Job Interview Tips to Help You with Your Job Search

Job Interview Tips to Help You with Your Job Search

The job market can be brutal. With so many people competing for a finite number of jobs, companies can be picky. Job seekers need to be able to convince employers right from the start: the job interview. Getting ready for an interview isn’t very complicated. Here are some job interview tips to help you:


Recruiters need to know you understand what you’re getting into. Your answers will tell them whether you understand how the position contributes to the company’s success and whether you can be an asset.

You won’t be able to answer this unless you have enough knowledge about the position, the employer, and any event or issue involving the firm or its industry.

So our job interview tip #1 is research. Imagine the job interview as a thesis defense. It’s your shot to prove your knowledge and skills.

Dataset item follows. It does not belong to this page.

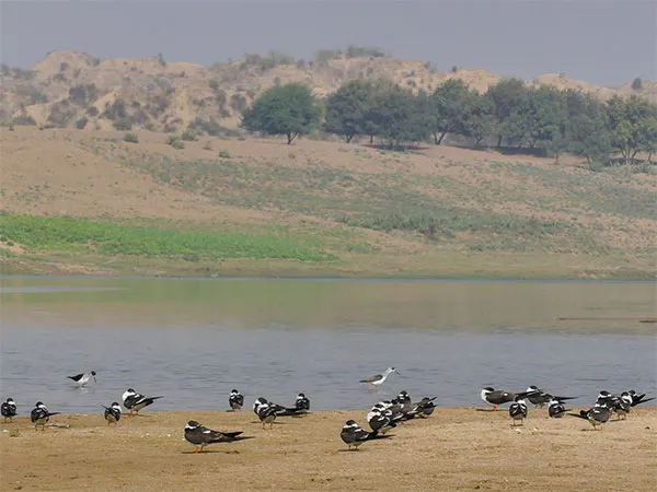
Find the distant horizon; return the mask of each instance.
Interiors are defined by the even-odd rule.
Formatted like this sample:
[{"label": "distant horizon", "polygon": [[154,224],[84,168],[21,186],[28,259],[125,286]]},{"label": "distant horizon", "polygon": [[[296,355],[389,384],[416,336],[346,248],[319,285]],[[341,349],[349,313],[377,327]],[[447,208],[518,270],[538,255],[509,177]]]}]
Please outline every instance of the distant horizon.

Read as much as you can about the company and the position. Anticipate questions. What are its values? How old is the company? Did it recently expand or rebrand?

Use note cards or a notebook to store the information and answers to possible questions. These come in handy if you’re applying for different companies in the same industry.

Finally, prepare for the personal questions. These demonstrate your self-awareness and character. They also tell your interviewer if you can fit in the company’s culture.



Not everyone is an actor. However, this doesn’t mean you can stammer all over your interview. You want to be able to show that you can be articulate. Your ability to communicate your thoughts determines how well you can work with teams, managers, and even partners.

So job interview tip #2 is practice. Practicing helps you be more coherent. Like a stage actor, the more you rehearse your lines, the more confident you’ll appear on performance day. Practice in front of a mirror if you can.

Using the notes from Part 1, think of answers to every conceivable question and practice them in front of a mirror or a recorder. Adjust your content, modulation, and body language accordingly. You can even ask a friend to act as the recruiter and give you feedback.



While it helps to prepare, don’t let it stress you out too much. Make sure to relax on the day before the interview. You wouldn’t want to be a nervous mess after all.

Cramming any of the aforementioned steps will lead to panic. The day before your interview should be for final polishing and minor preparations. Once you’ve done that, take some time to calm down. Know where the interview will be and plan how you’ll get there.

And of course, make sure to get a good night’s sleep. Lack of sleep might lead to a lack of focus. For some people, a lack of sleep makes them cranky. You wouldn’t want to be cranky when you meet your interviewer.

Before heading out, eat a decent meal beforehand. Avoid food that might make you want to run to the comfort room (trust us on this). Make yourself some coffee to help you perk up. If coffee usually makes you more nervous or results to palpitations, then skip it.


Dress to Impress

When you walk into the office, your prospective employer will take note of every detail, including your clothes.

The general rule is to wear either business casual or business attire. Either one is usually made of a button-down shirt or blouse (oxford shirts are preferable), trousers or a skirt, and leather shoes (either lace-up shoes, loafers, or heels). A coat or blazer can make the outfit dressier.

If you really want to adapt to the environment, do some research into the company’s dress code or environment and make your outfit one level more formal.

On the big day, just remember to give it your all and stay positive, and should you not get that job, remember there are still other opportunities out there. Be natural. Be relaxed. And be prepared. Happy job hunting!